For the one characterizing and dominant fact of the biologic process is the steady and measurable increase of its control of physical and chemical force. With every new and successful organism, — amœba, grass-blade, animal, man, — there is, by so much, a detachment of power from the inorganic, and an added gain of energy at the disposal of design and purpose. The clear pointing is to a vitalization of matter, at least a vital control of it and of its forces, a spiritualization of the mechanical. The inorganic, the infinities of space, time, matter, and force, in and of themselves are inconsequent, meaningless, have utterly no raison d’être. In the hands of spirit they may be of service, and their existence justified. The God of biology, the Infinite Presence, is patiently, increasingly, gaining such control by means of civilization.

“The moral law within” merits the grandeur of its office as seen by Kant, in that it is simply and solely the command of the Infinite Presence that we, his sons, must become his heirs, helpers, and copartners. That of old is the significance of all ethics; and of all religion, which is but duty vivified, obligation motived by love and graced by beauty. Morality is our obedience to the call; happiness, of the world or of any one of us, the proof that we have obeyed, the benediction of His “Well done!”

The commingling of transcendent ingenuity with mistakes, of plain comedy, and plainer tragedy, in the incarnation process, has its theoretical and its practical lessons. The Infinite Presence is made more familiar and lovable by them, despite the atheist’s scorn. They give proof of the spontaneous and indestructible primitive belief that, though omnipresent, He is not entirely omniscient, and far indeed from omnipotent.
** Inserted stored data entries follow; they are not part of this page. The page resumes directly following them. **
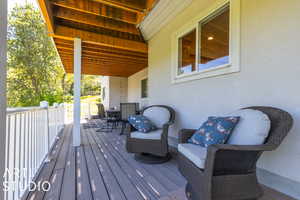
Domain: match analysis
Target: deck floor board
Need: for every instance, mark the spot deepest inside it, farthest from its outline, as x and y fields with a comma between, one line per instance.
x=101, y=169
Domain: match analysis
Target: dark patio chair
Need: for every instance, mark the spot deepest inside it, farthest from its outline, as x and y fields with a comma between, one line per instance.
x=126, y=110
x=230, y=170
x=152, y=147
x=108, y=123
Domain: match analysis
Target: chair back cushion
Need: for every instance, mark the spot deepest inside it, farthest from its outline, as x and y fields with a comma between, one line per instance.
x=141, y=123
x=252, y=129
x=153, y=135
x=216, y=130
x=194, y=153
x=157, y=115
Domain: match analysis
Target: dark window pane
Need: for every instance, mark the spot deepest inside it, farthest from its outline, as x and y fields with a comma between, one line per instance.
x=214, y=42
x=187, y=53
x=144, y=87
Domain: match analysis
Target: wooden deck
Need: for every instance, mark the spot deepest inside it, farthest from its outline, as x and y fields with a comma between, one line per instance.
x=101, y=169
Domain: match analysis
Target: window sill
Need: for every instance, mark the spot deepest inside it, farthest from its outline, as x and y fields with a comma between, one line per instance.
x=212, y=72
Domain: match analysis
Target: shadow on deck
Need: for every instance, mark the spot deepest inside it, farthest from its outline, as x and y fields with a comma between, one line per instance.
x=101, y=169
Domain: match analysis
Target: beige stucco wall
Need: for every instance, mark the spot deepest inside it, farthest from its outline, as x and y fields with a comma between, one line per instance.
x=134, y=87
x=115, y=91
x=270, y=75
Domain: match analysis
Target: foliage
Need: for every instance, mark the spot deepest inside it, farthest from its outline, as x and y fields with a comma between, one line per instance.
x=34, y=70
x=90, y=86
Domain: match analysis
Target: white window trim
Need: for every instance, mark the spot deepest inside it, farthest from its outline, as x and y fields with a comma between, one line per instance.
x=234, y=44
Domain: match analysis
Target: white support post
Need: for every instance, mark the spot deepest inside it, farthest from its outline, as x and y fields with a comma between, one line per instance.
x=77, y=77
x=45, y=104
x=3, y=54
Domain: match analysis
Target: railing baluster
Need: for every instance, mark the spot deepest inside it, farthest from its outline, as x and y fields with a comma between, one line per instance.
x=7, y=156
x=28, y=143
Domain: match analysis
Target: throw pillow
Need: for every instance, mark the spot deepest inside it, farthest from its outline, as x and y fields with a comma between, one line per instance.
x=216, y=130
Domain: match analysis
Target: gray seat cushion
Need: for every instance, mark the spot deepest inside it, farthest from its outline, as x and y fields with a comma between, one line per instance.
x=195, y=153
x=152, y=135
x=252, y=129
x=157, y=115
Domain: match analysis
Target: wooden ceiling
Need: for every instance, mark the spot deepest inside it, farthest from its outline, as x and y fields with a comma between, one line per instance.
x=112, y=44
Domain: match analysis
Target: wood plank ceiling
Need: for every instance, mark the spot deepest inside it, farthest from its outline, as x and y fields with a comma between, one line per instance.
x=112, y=45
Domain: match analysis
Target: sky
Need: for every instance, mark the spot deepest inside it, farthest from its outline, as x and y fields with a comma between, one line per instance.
x=11, y=3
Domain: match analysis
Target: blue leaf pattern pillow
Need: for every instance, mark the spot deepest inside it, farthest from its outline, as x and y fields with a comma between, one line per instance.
x=141, y=123
x=216, y=130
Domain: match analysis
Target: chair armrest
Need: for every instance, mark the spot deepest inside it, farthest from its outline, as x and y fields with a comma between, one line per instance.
x=166, y=125
x=220, y=147
x=235, y=158
x=185, y=135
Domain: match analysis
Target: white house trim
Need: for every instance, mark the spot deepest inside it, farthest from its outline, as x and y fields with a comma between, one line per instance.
x=3, y=60
x=77, y=77
x=161, y=14
x=234, y=49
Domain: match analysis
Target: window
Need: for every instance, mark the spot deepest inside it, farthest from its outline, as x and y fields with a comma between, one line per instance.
x=208, y=45
x=144, y=88
x=187, y=53
x=103, y=93
x=214, y=42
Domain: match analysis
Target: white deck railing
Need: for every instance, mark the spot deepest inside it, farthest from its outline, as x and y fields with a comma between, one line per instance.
x=31, y=132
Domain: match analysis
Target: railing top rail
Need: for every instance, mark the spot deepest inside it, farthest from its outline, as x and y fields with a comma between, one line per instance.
x=23, y=109
x=10, y=111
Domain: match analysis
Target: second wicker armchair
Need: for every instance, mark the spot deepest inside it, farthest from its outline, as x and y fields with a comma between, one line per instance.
x=152, y=147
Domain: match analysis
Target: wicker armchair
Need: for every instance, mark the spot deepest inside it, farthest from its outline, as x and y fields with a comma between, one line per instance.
x=153, y=150
x=230, y=170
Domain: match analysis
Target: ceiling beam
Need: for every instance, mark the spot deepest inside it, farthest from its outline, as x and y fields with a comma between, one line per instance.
x=98, y=9
x=46, y=9
x=105, y=55
x=68, y=33
x=123, y=6
x=68, y=54
x=93, y=20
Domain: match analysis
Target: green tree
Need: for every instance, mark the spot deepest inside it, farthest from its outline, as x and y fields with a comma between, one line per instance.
x=34, y=69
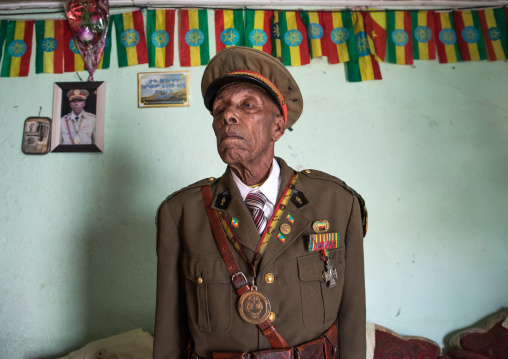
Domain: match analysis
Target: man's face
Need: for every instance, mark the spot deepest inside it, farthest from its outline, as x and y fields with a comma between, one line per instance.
x=247, y=123
x=77, y=106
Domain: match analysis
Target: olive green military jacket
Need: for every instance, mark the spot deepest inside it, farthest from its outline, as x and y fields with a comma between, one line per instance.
x=196, y=299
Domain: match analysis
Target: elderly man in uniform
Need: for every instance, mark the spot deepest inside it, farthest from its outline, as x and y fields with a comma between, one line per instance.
x=263, y=262
x=77, y=127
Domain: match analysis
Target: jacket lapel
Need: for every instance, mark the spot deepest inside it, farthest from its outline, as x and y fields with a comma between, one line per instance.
x=300, y=220
x=234, y=207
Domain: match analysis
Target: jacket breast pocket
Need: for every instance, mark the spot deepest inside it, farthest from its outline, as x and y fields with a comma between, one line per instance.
x=208, y=291
x=320, y=303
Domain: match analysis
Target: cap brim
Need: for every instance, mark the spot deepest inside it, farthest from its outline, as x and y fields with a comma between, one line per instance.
x=219, y=83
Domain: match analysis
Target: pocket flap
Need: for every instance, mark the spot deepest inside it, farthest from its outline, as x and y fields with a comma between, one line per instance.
x=202, y=270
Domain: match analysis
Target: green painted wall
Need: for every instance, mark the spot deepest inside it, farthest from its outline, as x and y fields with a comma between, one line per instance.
x=425, y=146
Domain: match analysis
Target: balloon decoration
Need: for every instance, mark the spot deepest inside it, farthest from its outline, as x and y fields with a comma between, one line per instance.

They convince us that He is both Father and Elder Brother (surely He is, although of whence and how we have no thought), who wrests from Fate a new world of design and freedom, and to whom the ancient fatalisms are yielding progressive obedience. The unsuccesses in the copartnership are those who theoretically or practically deny the kinship, seeking selfish instead of corporate advantage. They are the sinners, the disobedients by choice. Then there are the failures, his mistakes or ours, the defective classes, the parasites, the pessimists, the suicides, — the egotists of all sorts and kinds. Are there too few obedients left? Ours the fault, at least in part, and certainly ours the misfortune. To us most clear of all comes His call to help!

  1. The distance traveled by light in one year, at the rate of 186,500 miles per second.